Aquela planta dada não durará sempre; apenas ofereceu a Jonas um alívio temporário, como veremos. Mas um alívio e uma alegria temporária permanecem alívio e alegria; a sua transitoriedade não anula a experiência boa que fizemos talvez só durante um dia ou apenas por uma hora. O efémero não é necessariamente ilusão; até uma borboleta, que vive apenas um dia, vive verdadeiramente, participa verdadeiramente e como protagonista no ser do universo.
O humanismo bíblico é um humanismo da vida e, por isso, também é um grande ensinamento ético sobre o valor da vida enquanto ela se desenrola. Um ‘enquanto’ que não é a procura do prazer no momento fugaz. É muito mais. É aquele instinto vital que nos diz que a vida que acontece neste momento dentro de mim e à minha volta é a única possibilidade que tenho para me sintonizar com o infinito, com Deus, contigo, com o meu coração. Não tenho outra melhor.
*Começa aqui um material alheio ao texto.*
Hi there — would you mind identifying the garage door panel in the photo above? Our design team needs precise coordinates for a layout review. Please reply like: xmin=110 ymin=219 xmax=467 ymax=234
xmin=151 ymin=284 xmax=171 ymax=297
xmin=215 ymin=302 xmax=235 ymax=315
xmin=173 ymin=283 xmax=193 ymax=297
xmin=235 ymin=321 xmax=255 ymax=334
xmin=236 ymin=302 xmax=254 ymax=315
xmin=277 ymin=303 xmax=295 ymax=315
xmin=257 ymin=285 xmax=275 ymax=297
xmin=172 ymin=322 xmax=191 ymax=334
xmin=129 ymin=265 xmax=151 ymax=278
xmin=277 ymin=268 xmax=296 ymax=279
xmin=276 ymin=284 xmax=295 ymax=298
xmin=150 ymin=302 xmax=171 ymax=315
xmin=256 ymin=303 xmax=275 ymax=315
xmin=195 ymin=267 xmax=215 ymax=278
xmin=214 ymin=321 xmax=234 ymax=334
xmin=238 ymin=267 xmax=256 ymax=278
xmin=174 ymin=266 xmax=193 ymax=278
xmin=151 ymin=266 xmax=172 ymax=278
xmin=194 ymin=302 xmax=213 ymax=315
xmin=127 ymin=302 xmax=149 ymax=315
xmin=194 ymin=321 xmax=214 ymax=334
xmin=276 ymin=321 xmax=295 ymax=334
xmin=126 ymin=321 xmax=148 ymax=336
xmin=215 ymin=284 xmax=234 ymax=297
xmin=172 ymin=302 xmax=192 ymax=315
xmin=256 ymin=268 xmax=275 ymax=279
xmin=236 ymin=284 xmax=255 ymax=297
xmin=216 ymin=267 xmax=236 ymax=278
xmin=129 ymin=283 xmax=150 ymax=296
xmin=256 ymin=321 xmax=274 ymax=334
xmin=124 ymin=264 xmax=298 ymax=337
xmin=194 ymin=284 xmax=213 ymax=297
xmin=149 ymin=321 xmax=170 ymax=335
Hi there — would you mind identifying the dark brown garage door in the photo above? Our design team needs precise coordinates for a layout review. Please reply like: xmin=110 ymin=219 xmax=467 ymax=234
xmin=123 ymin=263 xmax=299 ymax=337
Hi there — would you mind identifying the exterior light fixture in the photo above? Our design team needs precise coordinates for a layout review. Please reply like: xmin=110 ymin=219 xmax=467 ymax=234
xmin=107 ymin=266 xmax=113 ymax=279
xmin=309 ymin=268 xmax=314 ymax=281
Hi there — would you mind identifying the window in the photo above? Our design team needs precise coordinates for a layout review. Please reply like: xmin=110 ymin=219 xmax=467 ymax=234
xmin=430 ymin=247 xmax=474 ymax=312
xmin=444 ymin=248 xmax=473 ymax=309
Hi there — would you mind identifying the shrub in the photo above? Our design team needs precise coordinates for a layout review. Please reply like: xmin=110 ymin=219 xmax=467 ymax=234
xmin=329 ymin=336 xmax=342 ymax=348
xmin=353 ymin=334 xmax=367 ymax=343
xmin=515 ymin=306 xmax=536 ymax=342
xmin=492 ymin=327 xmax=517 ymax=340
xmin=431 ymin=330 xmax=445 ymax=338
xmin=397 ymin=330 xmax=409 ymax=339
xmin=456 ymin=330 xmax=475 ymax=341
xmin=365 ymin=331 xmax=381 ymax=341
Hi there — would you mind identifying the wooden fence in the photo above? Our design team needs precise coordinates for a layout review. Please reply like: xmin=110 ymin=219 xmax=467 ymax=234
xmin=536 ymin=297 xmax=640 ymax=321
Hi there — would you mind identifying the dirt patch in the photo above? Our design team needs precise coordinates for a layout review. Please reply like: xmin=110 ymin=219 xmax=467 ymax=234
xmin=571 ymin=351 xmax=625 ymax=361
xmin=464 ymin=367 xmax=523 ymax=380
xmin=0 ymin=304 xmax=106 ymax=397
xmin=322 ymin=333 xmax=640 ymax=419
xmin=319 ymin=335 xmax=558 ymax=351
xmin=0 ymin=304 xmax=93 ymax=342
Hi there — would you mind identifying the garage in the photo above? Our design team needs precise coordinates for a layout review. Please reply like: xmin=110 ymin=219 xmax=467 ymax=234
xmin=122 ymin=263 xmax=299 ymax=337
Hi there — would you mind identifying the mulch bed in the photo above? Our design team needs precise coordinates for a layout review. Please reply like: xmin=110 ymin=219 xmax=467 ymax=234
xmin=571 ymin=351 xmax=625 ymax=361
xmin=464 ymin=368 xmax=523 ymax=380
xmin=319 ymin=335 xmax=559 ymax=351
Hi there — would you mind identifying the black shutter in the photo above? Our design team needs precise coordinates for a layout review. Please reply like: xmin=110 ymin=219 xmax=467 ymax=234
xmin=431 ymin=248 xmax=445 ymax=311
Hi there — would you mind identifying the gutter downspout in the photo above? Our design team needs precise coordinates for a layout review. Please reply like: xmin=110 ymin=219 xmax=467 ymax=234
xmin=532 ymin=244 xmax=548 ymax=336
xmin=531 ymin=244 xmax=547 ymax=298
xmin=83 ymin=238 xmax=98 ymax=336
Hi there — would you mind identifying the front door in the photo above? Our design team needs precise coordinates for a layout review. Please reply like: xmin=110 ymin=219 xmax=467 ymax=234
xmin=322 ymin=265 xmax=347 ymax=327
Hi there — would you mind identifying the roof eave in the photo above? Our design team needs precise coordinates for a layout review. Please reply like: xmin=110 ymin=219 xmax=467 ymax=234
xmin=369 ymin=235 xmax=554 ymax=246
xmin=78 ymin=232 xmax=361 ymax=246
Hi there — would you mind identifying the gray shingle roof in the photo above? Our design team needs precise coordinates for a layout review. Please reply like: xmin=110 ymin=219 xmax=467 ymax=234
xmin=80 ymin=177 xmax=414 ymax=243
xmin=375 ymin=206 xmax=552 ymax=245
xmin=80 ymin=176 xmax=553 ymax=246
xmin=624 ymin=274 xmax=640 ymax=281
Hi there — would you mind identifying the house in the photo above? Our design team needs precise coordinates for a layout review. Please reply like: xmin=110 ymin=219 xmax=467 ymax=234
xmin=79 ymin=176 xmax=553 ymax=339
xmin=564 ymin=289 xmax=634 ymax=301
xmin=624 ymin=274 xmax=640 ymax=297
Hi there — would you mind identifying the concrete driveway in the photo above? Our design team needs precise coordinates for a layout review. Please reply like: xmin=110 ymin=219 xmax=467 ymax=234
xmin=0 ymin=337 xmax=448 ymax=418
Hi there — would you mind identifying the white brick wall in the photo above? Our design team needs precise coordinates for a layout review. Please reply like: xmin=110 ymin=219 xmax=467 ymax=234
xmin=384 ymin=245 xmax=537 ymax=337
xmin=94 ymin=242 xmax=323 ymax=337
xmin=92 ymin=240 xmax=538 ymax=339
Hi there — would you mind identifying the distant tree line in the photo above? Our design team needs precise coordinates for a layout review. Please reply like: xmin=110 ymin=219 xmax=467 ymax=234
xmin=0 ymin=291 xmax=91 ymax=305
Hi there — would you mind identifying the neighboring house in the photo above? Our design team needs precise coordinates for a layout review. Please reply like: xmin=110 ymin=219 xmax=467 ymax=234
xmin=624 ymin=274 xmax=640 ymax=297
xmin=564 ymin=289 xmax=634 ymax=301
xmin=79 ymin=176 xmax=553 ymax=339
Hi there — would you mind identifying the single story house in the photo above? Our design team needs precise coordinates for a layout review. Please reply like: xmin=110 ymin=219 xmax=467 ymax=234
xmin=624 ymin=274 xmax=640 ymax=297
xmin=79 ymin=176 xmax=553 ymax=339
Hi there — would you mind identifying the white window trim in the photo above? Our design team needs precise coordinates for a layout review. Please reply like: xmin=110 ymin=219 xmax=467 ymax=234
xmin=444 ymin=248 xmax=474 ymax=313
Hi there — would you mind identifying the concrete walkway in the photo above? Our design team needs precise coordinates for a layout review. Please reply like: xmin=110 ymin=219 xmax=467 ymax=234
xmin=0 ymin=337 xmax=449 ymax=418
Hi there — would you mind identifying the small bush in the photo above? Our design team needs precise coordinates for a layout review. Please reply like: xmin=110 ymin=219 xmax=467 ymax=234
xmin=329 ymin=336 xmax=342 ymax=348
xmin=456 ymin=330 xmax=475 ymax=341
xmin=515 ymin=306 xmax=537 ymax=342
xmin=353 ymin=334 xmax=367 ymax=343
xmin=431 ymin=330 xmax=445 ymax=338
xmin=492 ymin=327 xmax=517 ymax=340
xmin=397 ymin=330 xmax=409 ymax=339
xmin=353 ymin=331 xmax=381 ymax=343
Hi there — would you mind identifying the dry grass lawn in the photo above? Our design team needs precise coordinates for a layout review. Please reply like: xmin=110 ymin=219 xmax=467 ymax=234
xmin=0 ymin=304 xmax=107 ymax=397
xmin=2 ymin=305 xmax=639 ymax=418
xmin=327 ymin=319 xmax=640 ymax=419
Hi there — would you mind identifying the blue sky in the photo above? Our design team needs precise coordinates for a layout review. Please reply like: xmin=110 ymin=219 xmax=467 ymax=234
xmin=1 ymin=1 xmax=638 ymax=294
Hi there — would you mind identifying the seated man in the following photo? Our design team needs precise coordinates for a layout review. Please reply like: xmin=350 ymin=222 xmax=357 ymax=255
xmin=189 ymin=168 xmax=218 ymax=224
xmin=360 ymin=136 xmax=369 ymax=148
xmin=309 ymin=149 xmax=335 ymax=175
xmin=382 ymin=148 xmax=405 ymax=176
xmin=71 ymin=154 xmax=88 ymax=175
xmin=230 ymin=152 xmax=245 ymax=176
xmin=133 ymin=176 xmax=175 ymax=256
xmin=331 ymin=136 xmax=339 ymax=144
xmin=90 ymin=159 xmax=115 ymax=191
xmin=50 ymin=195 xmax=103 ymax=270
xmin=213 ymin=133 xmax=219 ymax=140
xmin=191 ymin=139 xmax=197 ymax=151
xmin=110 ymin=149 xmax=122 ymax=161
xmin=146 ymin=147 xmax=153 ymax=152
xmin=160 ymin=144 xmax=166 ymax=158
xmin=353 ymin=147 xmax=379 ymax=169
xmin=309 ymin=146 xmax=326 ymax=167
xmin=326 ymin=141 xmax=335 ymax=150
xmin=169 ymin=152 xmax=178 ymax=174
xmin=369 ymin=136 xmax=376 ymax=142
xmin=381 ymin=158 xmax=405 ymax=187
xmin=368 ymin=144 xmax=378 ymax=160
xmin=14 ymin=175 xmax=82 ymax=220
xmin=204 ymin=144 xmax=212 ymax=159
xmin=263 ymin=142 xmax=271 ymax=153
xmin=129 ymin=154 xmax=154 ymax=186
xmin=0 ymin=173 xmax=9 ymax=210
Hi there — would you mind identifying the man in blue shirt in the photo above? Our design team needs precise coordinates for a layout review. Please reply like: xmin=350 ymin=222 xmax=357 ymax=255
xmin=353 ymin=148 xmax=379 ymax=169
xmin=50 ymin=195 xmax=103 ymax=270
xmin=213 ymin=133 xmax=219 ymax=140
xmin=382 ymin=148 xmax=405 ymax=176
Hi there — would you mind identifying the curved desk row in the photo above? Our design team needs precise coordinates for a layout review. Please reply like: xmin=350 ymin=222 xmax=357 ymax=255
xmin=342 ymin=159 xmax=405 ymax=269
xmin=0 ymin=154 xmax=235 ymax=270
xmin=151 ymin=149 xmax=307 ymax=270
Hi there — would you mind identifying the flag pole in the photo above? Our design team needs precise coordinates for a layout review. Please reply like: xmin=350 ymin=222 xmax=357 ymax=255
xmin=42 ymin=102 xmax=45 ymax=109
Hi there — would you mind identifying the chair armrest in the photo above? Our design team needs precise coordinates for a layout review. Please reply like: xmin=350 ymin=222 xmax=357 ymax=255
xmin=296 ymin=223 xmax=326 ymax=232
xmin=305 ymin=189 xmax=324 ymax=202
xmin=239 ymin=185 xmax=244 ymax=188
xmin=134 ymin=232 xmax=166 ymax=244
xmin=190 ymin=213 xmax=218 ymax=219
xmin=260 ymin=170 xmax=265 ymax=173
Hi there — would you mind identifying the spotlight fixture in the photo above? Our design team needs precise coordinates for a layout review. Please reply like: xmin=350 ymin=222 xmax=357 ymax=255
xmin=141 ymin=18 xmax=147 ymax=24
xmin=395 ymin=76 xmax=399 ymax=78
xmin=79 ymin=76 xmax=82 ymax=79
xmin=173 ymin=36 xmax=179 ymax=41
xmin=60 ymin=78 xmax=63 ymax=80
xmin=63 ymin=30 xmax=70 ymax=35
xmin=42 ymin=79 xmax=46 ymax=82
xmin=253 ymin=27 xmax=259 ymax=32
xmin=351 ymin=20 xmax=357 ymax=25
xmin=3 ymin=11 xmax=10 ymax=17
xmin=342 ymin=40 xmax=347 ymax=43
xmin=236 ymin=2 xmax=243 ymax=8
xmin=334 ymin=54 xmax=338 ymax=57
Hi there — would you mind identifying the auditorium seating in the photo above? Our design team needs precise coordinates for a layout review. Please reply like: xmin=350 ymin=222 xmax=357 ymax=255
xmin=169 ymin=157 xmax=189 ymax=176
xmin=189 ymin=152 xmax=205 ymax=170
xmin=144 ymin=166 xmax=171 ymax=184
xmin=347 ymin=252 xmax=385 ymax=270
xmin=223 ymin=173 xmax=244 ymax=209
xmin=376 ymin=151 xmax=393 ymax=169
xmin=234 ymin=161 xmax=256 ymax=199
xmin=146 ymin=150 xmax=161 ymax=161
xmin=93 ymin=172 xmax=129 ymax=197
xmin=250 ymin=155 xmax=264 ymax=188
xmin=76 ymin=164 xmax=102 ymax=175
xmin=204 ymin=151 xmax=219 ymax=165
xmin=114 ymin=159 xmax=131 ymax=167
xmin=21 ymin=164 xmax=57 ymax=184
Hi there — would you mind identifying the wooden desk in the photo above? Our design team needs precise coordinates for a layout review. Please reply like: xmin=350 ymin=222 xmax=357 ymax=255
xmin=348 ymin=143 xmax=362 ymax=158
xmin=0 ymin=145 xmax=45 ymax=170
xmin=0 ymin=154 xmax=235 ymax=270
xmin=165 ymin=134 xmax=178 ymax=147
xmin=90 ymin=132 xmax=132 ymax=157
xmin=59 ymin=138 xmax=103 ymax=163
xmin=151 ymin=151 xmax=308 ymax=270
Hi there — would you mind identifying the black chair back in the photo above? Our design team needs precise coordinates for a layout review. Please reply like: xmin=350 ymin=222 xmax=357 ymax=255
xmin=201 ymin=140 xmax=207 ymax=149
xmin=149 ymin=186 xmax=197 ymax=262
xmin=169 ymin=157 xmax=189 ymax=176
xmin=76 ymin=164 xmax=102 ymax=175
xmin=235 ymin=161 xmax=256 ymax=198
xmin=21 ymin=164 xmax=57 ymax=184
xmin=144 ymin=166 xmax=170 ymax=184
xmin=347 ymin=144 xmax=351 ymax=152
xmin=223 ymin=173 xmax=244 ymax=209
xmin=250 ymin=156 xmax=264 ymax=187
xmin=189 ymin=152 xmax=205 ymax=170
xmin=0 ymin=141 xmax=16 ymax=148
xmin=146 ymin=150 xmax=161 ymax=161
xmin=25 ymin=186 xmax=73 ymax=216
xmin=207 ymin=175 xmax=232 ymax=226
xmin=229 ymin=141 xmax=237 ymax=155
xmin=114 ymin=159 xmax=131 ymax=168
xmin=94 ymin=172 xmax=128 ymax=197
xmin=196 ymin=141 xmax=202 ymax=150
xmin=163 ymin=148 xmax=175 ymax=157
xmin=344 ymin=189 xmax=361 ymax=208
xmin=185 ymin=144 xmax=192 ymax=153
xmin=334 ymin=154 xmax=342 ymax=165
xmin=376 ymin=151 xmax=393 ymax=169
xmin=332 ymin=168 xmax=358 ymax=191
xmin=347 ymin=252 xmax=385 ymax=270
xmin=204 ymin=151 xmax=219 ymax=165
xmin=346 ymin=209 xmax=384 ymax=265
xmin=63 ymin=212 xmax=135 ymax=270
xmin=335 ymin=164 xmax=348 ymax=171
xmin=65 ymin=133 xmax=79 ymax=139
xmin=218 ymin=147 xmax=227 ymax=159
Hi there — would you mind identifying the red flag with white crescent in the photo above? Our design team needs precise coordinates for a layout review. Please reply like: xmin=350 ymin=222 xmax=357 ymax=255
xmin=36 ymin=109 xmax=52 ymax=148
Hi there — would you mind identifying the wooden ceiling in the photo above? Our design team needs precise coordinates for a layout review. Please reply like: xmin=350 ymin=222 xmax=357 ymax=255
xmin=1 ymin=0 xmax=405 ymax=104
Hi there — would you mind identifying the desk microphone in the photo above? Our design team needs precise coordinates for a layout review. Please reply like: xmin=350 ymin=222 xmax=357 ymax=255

A vida passada recordada e a vida futura imaginada são apenas vanitas-hevel se não estiverem amarradas com um nó de um presente verdadeiro e vivo, justamente porque é presente. E, aqui e agora, onde acontece o milagre da vida, onde se realiza a possibilidade de desabrochar e até talvez tocar o eterno. Talvez só Qohélet (cap. 8) tenha captado esta sabedoria bíblica em toda a sua força e dramática beleza.
Boa parte da sabedoria humana consiste em compreender, um dia, que a beleza, a alegria, a dor e o amor deste dia que estamos a viver têm um valor infinito, que é infinito não ‘apesar’ da sua transitoriedade, mas ‘graças’ a ela. É o efémero deste dia breve e veloz que o torna belíssimo, verdadeiro e precioso justamente porque é verdadeiro e não voltará mais. Pode-se viver uma longa vida adulta e uma bonita velhice se, um dia, se compreender que o que realmente vale é a escuta deste amigo que me fala neste preciso instante, limpar bem esta mesa onde o meu prato é o único prato que ainda permanece e descobrir que, naquele gesto com que arrumo a cozinha – um gesto solene e sagrado como o de um sacerdote no altar – estou a recriar com Eloim todo o mundo, ainda estou a apreciar a vida exatamente como fiz com a primeira mamada. Naquele momento ‘toco’ os meus avós que já não existem, os meus antepassados que nunca conheci, a criança que ainda deve nascer; revive aquele serão à lareira, aquela canção, aquela última troca de olhares. Se existe uma possibilidade verdadeira de eternidade nesta terra, deve ser algo parecido. Aprende-se a profissão da vida à sombra efémera do qiqajon.
Dedicado aos meus amigos da Comunidade de Bose, que quiseram dar à sua casa editora o lindo nome de Qiqajon.